We have given but a mere outline of the history of this disaster, a disaster which for its magnitude, as well as for the grossness of its surroundings, is unprecedented in the history of banking. In Scotland it was felt to be a national disgrace, but it had the effect of setting forth the national character in some of its best lights. There were few bright spots on the face of the whole wretched event, but such as there were ought in justice to be mentioned.
It ought to be mentioned to the credit of the shareholders, for instance, that at their meeting on the 22nd of October to receive the investigators' report, they did not enter upon unmeasured denunciations of the directors for their cruelty in leading them into such a position. By the day of the meeting the report had been in their hands for three days, and they had therefore ample time to consider the hopelessness of their position and the enormous deficit they would have to make good. Strong language, therefore, would have been excusable, but instead of resorting to that they one and all faced their difficulties in a calm, manly, courageous manner, and expressed their determination to keep faith with their creditors to their uttermost farthing. How well they kept their pledge is well known; but unfortunately in the result, in many cases, absolute penury was the least evil that befell them, for some, in addition to this, lost their reason, and all that made life worth having, thereby laying an immeasurable load of responsibility upon all those who had a hand, directly or indirectly, in bringing them to such a pass.
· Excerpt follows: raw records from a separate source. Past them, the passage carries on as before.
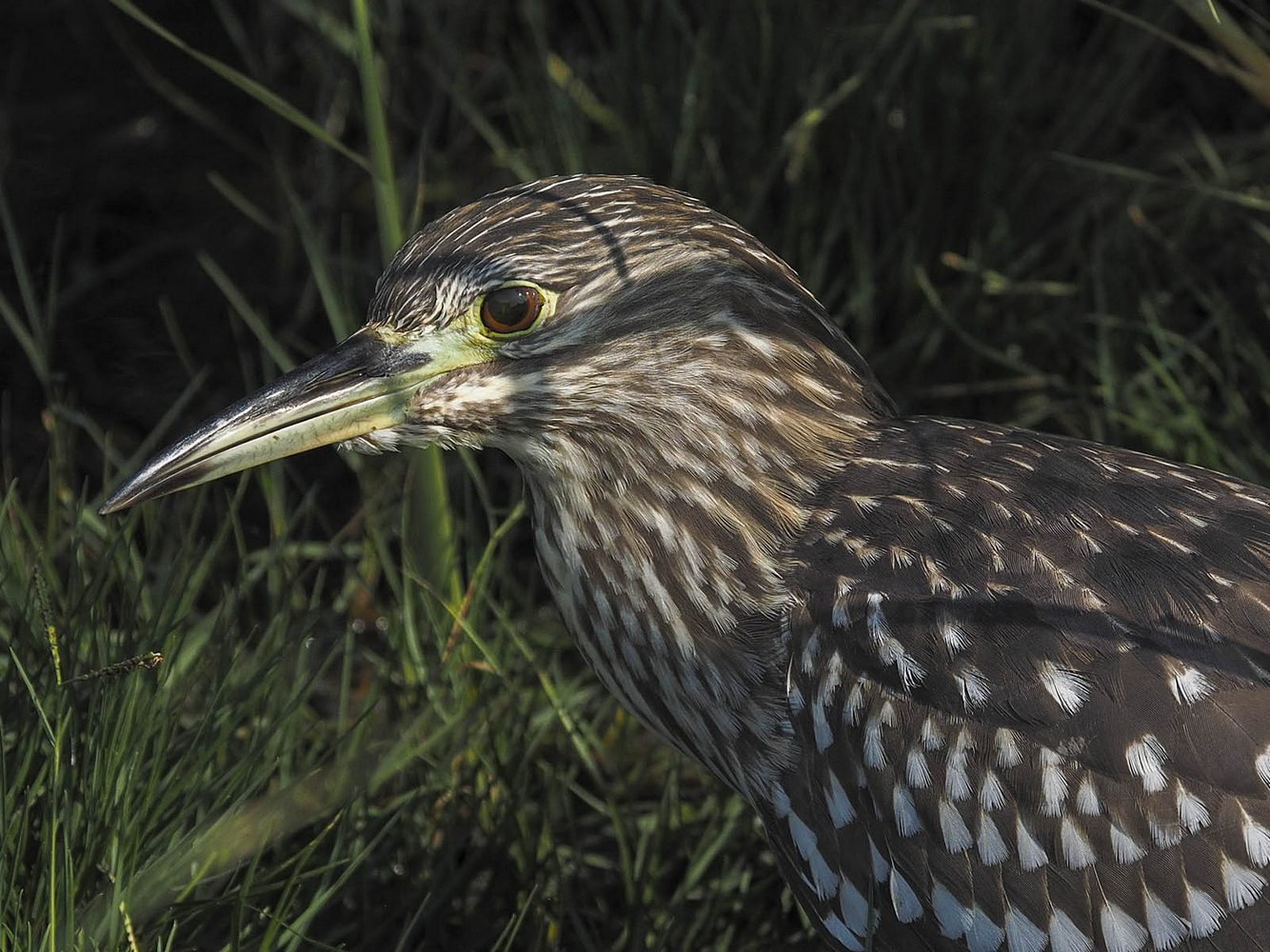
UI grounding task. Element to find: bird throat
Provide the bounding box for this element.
[520,332,879,801]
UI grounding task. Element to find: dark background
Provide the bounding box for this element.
[0,0,1270,949]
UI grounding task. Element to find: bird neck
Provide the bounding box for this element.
[506,317,885,793]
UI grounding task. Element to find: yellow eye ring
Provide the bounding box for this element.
[480,285,546,335]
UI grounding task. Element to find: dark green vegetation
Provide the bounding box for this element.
[0,0,1270,952]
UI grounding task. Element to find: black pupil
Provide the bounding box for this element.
[486,288,536,328]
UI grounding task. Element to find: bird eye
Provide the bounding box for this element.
[480,285,544,334]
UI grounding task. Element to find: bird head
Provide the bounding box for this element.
[103,175,889,513]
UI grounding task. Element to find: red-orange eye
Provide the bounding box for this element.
[480,287,544,334]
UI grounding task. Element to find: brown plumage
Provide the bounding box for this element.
[107,176,1270,952]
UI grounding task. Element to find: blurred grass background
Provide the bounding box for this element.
[0,0,1270,952]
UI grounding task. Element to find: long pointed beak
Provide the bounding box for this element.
[102,330,436,515]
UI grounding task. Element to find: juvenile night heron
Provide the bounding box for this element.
[103,175,1270,952]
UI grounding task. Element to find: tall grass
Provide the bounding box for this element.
[0,0,1270,952]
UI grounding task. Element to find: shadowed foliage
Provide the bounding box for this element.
[0,0,1270,949]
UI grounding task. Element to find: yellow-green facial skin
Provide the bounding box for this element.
[102,282,556,513]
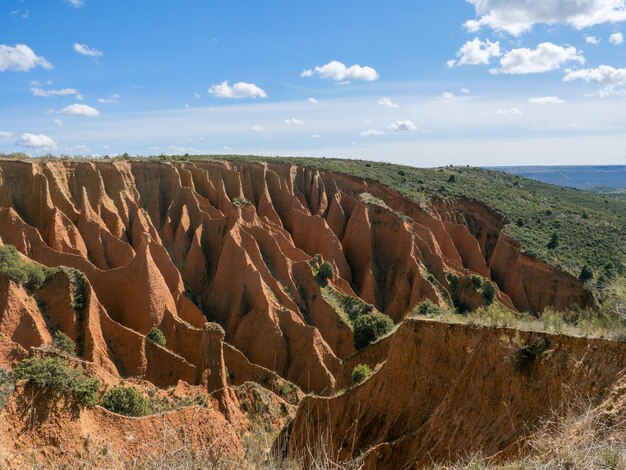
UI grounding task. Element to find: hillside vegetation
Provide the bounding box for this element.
[213,157,626,280]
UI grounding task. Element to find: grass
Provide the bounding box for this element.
[13,357,100,408]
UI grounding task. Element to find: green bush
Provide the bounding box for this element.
[146,328,167,346]
[13,357,100,407]
[102,387,149,416]
[578,265,593,282]
[319,261,335,279]
[52,331,76,355]
[354,313,393,349]
[482,281,497,305]
[0,245,56,292]
[413,299,442,317]
[352,364,372,385]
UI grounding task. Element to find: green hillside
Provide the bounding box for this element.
[216,157,626,279]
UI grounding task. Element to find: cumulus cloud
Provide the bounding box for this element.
[74,43,102,57]
[528,96,565,106]
[359,129,385,137]
[0,44,52,72]
[388,121,417,131]
[563,65,626,96]
[30,86,83,100]
[209,81,267,99]
[447,38,502,67]
[61,104,100,117]
[465,0,626,36]
[495,108,524,116]
[98,93,120,104]
[283,118,304,126]
[378,96,398,108]
[300,60,379,82]
[15,133,57,150]
[492,42,585,75]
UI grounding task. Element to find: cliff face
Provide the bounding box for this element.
[286,320,626,469]
[0,161,586,392]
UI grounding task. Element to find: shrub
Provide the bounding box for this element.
[319,261,335,279]
[146,328,167,346]
[578,265,593,282]
[102,387,148,416]
[52,331,76,355]
[352,364,372,385]
[547,232,559,250]
[0,245,55,292]
[13,357,100,407]
[354,313,393,349]
[413,299,442,317]
[482,281,497,305]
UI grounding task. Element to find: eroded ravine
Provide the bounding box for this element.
[0,161,587,393]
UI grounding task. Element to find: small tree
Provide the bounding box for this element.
[146,328,167,346]
[52,330,76,356]
[578,265,593,282]
[352,364,372,385]
[102,387,149,416]
[354,313,393,349]
[547,232,559,250]
[319,261,335,280]
[482,281,497,305]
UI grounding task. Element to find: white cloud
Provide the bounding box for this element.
[563,65,626,96]
[495,108,524,116]
[528,96,565,106]
[209,81,267,99]
[283,118,304,126]
[492,42,585,74]
[98,93,120,104]
[0,44,53,72]
[30,87,83,100]
[447,38,502,67]
[61,104,100,117]
[300,60,379,82]
[359,129,385,137]
[15,133,57,150]
[388,121,417,131]
[168,145,202,155]
[378,96,398,108]
[609,33,624,46]
[465,0,626,36]
[74,42,102,57]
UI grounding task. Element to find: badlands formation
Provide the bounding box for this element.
[0,160,626,468]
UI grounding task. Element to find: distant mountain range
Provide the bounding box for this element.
[490,165,626,193]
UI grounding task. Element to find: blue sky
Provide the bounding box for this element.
[0,0,626,166]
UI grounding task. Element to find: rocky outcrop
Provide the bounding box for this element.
[287,320,626,469]
[0,161,585,393]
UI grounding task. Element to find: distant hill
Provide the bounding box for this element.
[491,165,626,193]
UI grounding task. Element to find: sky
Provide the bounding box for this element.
[0,0,626,167]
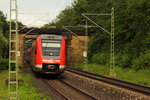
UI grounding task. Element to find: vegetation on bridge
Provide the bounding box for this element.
[45,0,150,70]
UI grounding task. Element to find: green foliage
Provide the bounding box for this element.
[43,0,150,69]
[76,64,150,86]
[0,58,9,71]
[132,50,150,70]
[92,53,109,65]
[0,11,9,34]
[0,34,8,58]
[19,74,49,100]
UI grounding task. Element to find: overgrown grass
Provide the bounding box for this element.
[0,71,51,100]
[76,63,150,86]
[19,74,50,100]
[0,70,8,100]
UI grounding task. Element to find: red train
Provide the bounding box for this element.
[28,35,66,74]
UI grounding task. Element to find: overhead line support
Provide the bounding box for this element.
[82,7,116,77]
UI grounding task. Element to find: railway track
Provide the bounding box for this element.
[66,68,150,95]
[41,79,70,100]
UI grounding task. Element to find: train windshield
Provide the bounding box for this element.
[42,39,61,59]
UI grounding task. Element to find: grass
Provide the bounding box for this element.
[76,63,150,86]
[0,71,51,100]
[0,70,8,100]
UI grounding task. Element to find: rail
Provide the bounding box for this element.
[66,67,150,95]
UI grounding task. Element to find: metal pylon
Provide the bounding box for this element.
[8,0,18,100]
[110,8,115,73]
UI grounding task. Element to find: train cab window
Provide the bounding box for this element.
[42,40,61,59]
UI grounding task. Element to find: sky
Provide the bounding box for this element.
[0,0,74,27]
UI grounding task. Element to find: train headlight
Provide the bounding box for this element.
[55,60,60,62]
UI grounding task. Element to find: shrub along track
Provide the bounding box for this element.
[62,68,150,100]
[40,77,96,100]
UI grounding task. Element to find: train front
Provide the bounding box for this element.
[35,35,66,74]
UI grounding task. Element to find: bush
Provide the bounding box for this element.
[0,58,9,71]
[132,50,150,70]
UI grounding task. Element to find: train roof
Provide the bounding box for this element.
[40,35,62,39]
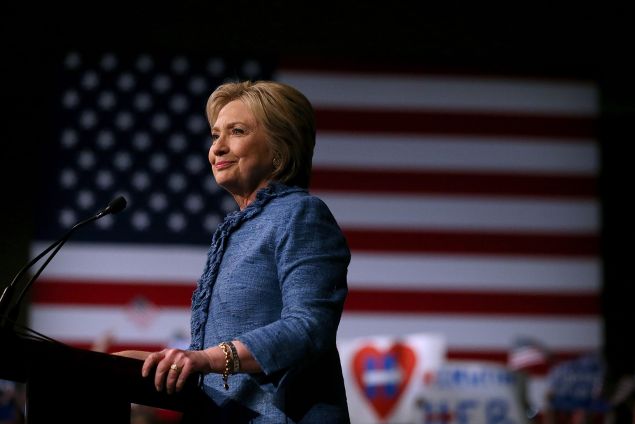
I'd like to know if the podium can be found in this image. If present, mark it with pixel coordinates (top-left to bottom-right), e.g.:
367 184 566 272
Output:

It ought also to be mentioned to the credit of the Court of Session and the liquidators, that, animated by the prevailing sentiment, they put their shoulders to the wheel in such earnest as to dispose of the large number of cases already mentioned in a few months, thereby rendering it possible to pay practically all the creditors of the bank in full within a year and a quarter from the date of the stoppage.
It ought further to be mentioned to the credit of the general public, that immediately it was seen how very ruinous the disaster would prove, a subscription was opened for the relief of ruined shareholders, which in a month or two reached the large sum of nearly £400,000, which was almost entirely subscribed in Scotland alone.